そのままぐるぐるまわって階段から落ちた…。
「い、いったた…」
「今すごい音がしたわ!」
リビングのドアが、ガチャっと開けられる。
「か、花音…」
お母さんの顔が青ざめていた。
痛そうだから、と、話を聞かれたかもしれないという恐怖みたいだった。
「えへへ、喉乾いちゃって…」
「ほんとお前はばかだな」
「ばっ!?ばかって言ったほうがばかだもん!」
「こんな夜中に階段から落ちるほうがばかだろ!?」
兄2は2つ上。
やっぱり年上には言い返しにくい…。
「冬花がいなくなったら、こんどは颯とか…」
兄1も苦笑いしている。
兄1は15歳の高1だからか、すごく大人っぽい。
「花音、おいで。手当してあげるから。みんなは、もう寝ましょう」
「え、大丈夫だから!わ、私もう寝るね!」
だだだだ、っと階段を駆け上った。
ガチャっと、自分の部屋のドアを開けると、壁伝いに座り込んでしまった。
すこし腕と膝が痛む。
あーあ、あざになってる。
廊下から、おやすみーと聞こえてきた。
みんなもう寝るんだ。
もう喉も渇いてないし、寝たいんだけど。
やっぱり、眠れないなぁ。
コンコンッ。
その時、部屋のドアがノックされた。
「誰ー?」
「春樹だよ」
兄1だ。
「どうしたの?」
とドアを開けた瞬間…
兄1の腕の中にいた。
「お兄、ちゃん…?」
思わずお兄ちゃんって言っちゃった。
恥ずかしさのあまり、顔が火照ってきた。
「花音は、花音だけは、学園に行かないで…」
「え?学園?」
「絶対に、行かせやしない…」
「……」
なんて言っていいのかわからなかったけど、兄1が私を大切に思ってくれてるのは伝わった。
…嬉しかった。
「ありがとう。
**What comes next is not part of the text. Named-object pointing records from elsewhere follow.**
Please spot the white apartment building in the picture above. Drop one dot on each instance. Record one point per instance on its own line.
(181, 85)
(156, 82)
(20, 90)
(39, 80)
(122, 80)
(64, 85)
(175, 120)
よくわかんないけど、…学園?には行かないよ」
ぐっと兄を押して、ちょっと離れた。話しにくかったからね。
「あと、大切に思ってくれてありがとう」
兄1の顔が、泣きそうになっていた。
あ、この人、シスコンだっけ…。
「花音、ありがとう…あと、いきなりごめんね」
「ううん!いいの!じゃあ今日はもう寝よう!」
やっぱりちょっと恥ずかしくなって、慌てて兄1を追い出した。
布団の冷たい部分に顔をあてて、火照りを冷ます。
えっえっえ!?どうなってるの!?兄1ってここまでシスコンだった!?
『フィガロ持ち…』
突然、思い出した言葉があった。
…フィガロ…?

冬花がいない寂しさと、お母さん達のよくわかんない話と、兄1の恥ずかしい行動で、その日はよく眠れなかった…。